At the heart of it lies Lady Wishfort, aging, alone and unhappy. She’s the pivotal person in this version as well, only she’s called “ Wish.” And, if we didn’t get the point, she says “ I wish” more often than a tourist tossing coins in the Trevi fountain.
For most of the first act, I defy you to figure out what’s going on. I’ve studied this play and have seen it six times over the years, but even I was lost. Not only has it been hacked to pieces, but eight actors play 13 roles, with a lot of bewildering doubling, confusing things further.
Since it’s “physical theatre,” everyone moves a lot. Some of it makes sense, but most doesn’t. On the plus side, you’ve got people like Noah Kenneally, who looks appropriately vulpine, slinking around as the devious Fainall.

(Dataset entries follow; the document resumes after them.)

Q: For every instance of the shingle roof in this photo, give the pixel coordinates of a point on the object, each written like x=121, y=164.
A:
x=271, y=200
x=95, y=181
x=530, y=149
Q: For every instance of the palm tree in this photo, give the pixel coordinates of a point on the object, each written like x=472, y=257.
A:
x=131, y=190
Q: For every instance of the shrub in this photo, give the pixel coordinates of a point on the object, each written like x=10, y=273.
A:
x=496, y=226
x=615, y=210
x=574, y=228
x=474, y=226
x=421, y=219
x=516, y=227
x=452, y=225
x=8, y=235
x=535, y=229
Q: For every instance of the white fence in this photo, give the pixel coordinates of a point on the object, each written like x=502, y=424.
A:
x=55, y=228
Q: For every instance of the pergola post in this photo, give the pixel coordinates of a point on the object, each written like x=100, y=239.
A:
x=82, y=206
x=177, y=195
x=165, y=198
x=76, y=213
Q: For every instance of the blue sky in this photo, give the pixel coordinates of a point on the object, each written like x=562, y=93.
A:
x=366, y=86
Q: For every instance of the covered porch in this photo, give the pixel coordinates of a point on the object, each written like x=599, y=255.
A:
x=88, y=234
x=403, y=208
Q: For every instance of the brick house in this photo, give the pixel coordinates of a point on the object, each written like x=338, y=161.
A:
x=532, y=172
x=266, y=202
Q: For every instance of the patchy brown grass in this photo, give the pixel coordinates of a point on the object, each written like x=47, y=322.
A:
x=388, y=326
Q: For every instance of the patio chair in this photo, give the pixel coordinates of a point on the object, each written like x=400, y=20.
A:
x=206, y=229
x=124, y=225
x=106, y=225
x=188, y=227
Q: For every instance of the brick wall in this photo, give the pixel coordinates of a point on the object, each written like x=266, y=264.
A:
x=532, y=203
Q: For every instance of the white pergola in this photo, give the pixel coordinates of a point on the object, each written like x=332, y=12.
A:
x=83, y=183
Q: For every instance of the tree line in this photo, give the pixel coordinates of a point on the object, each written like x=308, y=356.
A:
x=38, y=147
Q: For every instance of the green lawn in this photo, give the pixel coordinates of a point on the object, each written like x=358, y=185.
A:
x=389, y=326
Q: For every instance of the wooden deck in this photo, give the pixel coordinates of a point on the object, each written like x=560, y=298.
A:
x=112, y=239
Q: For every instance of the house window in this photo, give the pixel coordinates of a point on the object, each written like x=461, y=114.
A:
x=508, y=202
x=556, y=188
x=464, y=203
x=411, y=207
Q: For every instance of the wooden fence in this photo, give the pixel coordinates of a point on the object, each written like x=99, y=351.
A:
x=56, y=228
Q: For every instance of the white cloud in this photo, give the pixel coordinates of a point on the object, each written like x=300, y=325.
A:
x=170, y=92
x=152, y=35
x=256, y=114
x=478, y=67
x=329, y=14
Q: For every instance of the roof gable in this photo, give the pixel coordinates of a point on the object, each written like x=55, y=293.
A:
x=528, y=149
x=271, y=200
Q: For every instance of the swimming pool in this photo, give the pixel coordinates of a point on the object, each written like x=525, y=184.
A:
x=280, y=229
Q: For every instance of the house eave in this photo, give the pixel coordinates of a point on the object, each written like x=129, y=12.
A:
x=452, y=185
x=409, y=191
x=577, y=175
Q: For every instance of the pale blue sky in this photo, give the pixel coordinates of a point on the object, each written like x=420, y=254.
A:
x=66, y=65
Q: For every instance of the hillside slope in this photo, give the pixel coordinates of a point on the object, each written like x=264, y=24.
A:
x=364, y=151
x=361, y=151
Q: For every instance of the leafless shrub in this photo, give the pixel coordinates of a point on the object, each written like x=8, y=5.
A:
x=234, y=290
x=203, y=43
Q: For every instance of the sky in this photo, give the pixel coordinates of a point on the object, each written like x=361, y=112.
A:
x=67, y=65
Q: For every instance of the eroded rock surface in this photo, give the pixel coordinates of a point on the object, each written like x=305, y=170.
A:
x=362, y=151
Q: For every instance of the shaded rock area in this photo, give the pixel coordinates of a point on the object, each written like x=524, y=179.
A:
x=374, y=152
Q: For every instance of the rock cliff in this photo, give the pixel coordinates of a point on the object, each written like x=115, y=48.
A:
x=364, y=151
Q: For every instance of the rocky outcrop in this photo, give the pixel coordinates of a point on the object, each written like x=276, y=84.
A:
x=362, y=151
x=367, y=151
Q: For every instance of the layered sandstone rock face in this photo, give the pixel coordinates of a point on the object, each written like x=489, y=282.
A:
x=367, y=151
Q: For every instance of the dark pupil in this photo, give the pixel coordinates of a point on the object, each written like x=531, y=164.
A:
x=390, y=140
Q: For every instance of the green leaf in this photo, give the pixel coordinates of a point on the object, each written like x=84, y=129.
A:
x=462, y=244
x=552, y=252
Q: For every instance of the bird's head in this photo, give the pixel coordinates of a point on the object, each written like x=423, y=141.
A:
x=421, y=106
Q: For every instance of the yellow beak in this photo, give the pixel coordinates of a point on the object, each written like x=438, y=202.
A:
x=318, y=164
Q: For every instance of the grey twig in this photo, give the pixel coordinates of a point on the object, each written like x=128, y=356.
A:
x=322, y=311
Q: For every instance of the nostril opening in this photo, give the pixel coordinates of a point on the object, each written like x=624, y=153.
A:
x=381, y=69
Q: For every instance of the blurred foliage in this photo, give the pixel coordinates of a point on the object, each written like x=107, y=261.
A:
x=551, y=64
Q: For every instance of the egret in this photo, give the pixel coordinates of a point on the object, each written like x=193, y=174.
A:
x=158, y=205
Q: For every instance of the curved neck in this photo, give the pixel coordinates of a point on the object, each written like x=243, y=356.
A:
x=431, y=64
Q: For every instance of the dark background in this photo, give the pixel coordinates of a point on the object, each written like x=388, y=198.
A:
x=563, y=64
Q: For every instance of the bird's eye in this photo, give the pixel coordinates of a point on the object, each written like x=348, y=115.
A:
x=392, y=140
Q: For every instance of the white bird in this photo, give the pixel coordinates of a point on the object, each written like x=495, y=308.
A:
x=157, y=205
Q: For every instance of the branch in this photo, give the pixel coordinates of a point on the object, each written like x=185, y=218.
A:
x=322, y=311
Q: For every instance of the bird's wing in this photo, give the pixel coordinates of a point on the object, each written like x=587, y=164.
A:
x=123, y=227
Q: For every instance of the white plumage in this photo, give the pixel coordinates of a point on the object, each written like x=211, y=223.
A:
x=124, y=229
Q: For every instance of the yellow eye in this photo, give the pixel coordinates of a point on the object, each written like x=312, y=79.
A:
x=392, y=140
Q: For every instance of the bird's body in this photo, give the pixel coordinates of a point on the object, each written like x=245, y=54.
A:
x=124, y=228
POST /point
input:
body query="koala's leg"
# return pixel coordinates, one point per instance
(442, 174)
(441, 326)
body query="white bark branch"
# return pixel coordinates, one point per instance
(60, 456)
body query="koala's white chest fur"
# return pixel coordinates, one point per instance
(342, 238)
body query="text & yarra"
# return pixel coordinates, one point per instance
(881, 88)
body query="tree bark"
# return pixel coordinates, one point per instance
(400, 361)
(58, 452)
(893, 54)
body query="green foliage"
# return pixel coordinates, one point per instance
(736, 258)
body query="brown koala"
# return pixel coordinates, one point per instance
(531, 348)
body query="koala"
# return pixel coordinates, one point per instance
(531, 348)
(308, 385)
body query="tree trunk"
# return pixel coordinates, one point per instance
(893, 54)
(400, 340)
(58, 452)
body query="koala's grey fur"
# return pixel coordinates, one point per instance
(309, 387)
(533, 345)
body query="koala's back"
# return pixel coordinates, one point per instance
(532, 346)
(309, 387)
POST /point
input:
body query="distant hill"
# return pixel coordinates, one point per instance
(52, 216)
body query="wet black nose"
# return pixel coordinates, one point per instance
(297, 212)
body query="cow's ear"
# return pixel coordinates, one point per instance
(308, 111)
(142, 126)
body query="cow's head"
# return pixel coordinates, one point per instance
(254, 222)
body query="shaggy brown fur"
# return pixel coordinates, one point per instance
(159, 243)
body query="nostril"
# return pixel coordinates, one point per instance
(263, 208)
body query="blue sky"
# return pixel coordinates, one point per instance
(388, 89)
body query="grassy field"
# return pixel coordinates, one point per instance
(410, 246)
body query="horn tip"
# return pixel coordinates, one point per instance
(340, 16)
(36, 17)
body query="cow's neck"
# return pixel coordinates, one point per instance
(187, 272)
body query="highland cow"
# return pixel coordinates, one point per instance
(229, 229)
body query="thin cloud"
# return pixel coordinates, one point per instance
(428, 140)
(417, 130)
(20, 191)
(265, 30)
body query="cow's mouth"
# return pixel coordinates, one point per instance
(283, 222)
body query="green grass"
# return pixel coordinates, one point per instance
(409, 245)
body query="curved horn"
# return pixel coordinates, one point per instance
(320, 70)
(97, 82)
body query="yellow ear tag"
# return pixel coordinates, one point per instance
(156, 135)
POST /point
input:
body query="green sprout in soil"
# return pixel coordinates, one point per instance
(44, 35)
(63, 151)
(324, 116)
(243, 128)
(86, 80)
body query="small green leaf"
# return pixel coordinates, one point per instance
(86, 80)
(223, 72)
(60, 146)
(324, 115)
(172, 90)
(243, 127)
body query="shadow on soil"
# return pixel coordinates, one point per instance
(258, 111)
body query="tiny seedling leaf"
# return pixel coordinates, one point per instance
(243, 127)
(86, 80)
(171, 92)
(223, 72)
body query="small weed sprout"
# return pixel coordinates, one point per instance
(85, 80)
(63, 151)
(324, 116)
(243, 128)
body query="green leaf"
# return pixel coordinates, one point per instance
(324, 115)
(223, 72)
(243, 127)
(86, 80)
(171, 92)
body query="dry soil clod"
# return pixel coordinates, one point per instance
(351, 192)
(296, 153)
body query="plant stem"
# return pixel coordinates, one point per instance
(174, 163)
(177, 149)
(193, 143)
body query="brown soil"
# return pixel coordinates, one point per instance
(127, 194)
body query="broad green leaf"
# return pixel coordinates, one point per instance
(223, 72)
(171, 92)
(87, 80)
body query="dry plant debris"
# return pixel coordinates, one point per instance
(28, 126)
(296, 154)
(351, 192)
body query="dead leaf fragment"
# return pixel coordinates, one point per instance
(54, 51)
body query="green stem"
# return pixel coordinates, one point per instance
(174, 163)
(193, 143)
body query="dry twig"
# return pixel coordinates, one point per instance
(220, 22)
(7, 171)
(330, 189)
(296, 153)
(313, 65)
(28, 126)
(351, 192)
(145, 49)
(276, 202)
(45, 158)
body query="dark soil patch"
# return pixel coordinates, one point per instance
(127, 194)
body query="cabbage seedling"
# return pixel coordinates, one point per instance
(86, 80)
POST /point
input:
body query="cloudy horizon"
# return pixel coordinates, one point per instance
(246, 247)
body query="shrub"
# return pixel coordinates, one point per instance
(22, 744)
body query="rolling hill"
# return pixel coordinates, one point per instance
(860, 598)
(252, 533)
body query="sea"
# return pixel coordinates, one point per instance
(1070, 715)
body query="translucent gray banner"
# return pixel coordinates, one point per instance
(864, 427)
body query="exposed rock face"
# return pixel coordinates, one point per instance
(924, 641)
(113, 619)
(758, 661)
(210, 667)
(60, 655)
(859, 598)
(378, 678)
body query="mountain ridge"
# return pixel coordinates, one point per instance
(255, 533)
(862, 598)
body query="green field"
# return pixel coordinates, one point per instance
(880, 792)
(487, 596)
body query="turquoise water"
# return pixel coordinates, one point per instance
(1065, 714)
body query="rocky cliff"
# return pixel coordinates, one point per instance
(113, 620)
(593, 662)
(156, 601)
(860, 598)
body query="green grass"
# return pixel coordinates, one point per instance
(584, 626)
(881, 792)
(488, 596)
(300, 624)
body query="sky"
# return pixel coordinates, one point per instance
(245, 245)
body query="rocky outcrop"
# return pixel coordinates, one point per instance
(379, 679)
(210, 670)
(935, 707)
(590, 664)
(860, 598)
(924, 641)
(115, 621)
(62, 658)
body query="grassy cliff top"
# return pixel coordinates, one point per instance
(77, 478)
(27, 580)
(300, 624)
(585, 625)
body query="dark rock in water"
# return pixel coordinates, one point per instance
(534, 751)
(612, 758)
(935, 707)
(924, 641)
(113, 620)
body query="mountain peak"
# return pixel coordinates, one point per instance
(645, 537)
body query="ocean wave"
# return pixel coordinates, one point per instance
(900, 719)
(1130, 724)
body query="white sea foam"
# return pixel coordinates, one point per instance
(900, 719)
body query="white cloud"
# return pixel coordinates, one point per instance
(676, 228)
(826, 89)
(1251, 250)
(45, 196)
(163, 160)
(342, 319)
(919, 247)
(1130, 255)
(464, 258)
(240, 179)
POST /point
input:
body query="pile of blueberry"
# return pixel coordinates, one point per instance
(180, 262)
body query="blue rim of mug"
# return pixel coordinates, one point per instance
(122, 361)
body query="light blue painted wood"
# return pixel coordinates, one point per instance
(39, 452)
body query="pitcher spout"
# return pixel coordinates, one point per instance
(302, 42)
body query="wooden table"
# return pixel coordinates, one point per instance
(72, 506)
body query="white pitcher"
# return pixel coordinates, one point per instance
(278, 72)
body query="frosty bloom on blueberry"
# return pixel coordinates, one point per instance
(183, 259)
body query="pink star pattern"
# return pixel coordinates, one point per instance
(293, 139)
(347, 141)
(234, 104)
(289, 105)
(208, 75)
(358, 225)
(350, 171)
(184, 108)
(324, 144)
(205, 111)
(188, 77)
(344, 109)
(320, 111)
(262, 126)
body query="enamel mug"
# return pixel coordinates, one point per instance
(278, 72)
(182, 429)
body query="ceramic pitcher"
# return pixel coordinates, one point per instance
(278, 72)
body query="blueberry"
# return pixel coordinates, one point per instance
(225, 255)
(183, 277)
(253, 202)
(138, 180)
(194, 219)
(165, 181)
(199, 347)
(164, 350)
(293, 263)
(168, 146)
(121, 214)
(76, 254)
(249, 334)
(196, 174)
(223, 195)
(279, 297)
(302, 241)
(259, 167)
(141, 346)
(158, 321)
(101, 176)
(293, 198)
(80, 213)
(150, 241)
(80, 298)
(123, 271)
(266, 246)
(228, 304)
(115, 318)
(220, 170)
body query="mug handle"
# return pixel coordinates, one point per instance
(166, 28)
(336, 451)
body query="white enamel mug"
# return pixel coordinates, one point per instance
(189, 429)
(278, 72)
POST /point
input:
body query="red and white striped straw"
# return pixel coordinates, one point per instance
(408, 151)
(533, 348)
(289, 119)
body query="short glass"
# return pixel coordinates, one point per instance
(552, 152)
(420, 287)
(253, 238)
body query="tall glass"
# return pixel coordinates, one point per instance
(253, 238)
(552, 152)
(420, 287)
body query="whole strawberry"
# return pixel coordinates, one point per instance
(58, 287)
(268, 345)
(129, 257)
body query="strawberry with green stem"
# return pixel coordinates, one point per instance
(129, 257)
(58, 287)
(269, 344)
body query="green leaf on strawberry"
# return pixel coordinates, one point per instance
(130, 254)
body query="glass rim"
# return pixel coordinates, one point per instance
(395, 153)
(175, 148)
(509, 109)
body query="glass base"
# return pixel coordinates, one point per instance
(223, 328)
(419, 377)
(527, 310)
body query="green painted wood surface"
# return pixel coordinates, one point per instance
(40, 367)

Brooke Johnson is also fairly impressive as Wish, especially during the one or two extended passages from the original script that she’s allowed to deliver. But the rest have, shall we say, mixed success. Mike McPhaden is amusing in a Red Green kind of way as Wilful Witwould, but his major role, that of the urbane Mirabell, is played in so nondescript a manner as to be invisible. On the other hand, his romantic interest, Millamant, is played by Emily Hurson as an audition for Charlotte Corday in Marat/ Sade. She twitches, scratches, lifts her skirt and rolls her eyes. It’s a bloody ridiculous interpretation of a woman who is supposed to be the nonpareil of sophistication and beauty. The irony is that in her attempt to “ liberate” the play from the shackles of Restoration Comedy, McMackon has wound up substituting a style even more artificial than anything found in Congreve’s original. And for some inexplicable reason, there’s a lot of Latin- flavoured music underneath, including the likes of Xavier Cugat. It even includes Nat King Cole singing “ Perfidia,” which, by the way, is Spanish for “ treachery.” My sentiments exactly.